The cover is a picture of her and a little boy in her class named David. They were playing basketball together. Do you see the hoop in between them that’s at their shoulder height? Aww yeah, my kid can slam dunk.
So, apparently the idea was to pick a few emotions, and the teacher asked them to draw it. Then she said, “So when were you happy/sad/whatever?” and she wrote on the page what the picture was supposed to illustrate.
Important to note: Catie’s drawing skills are, uh, less than stellar. She has a hard time pressing down the crayon hard enough to even make a visible scribble. We’re working on that.
“Catie is sad when Mommy said I didn’t get a treat.”
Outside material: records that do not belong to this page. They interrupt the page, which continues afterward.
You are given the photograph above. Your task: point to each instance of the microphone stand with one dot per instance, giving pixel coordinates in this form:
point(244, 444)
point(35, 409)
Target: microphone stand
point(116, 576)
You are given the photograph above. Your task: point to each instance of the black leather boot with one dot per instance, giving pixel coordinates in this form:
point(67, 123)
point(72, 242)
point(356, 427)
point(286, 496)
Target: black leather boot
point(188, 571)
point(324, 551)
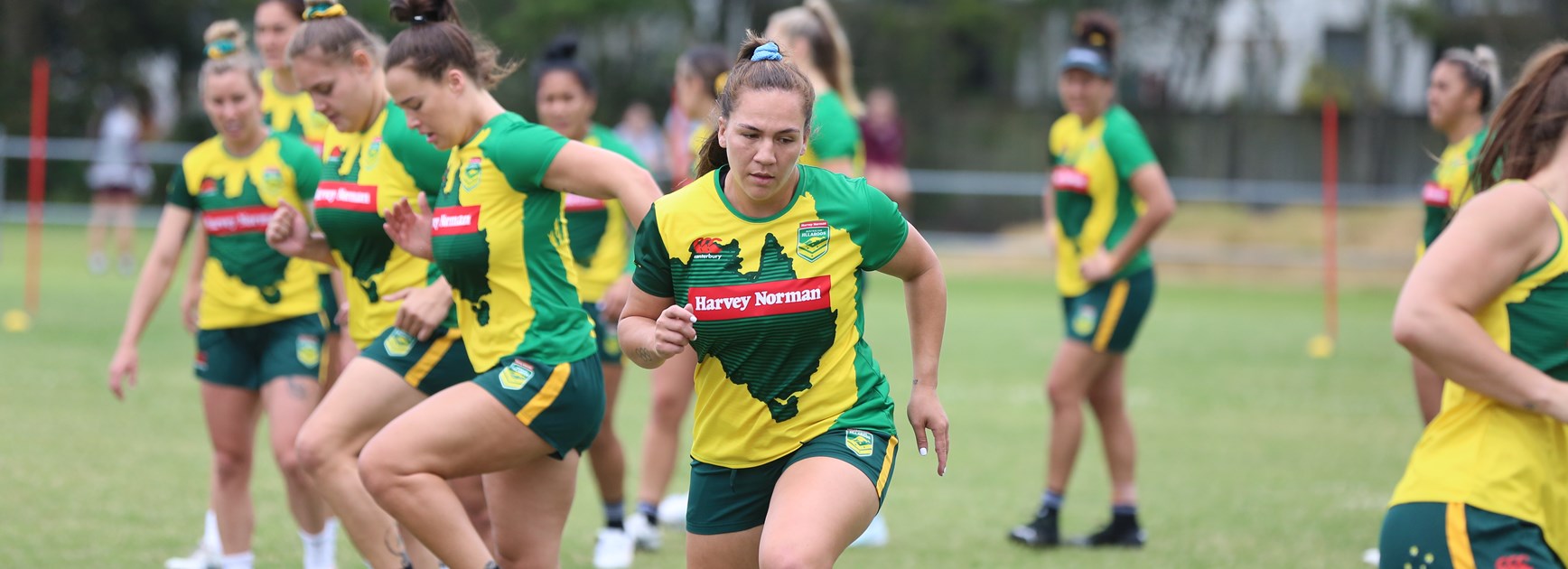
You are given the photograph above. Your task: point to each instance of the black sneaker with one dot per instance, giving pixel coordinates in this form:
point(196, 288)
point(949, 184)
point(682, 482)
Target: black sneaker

See the misery and woe in those sad scribbles? That’s all because I didn’t let her have a York peppermint patty five minutes before dinner. Yep. Worst mother ever, that’s me.
“Catie was happy at the beach with Mommy and Daddy.”
I love this one, not only because the sentiment is so sweet (aww, she remembers our fun trip to the beach!), but also because her drawing almost makes sense. Those scribbles actually look like wave lines in the ocean, right? Kinda? Maybe?
Whatever, *I* can see it.
And now, for our big finale (seriously, this is the last page of the book)…
“Catie was lonely on the playground.”
WTF? I have to be honest, I laughed when I saw this because it just doesn’t seem like her at all. I’ve never seen Catie lonely on the playground. This is a child who runs up to stranger-kids and says, “Hi, kid! Wanna play wif’ me?” So… uh… when exactly did she go all emo-kid on me?
I showed her the picture and said, “Sweetie, when were you lonely on the playground?”
She said, “Because, a mosquito landed on me, and it bit me, and it HURT!”
I said, “Well, baby girl, that means you were upset. Lonely means that you were sad and all by yourself. Have you ever felt like that?”
Her: “No, that’s silly!”
Right. That’s what I thought.
There you have it. Catie’s Feelings. Or something that she thinks means the same thing. Close enough.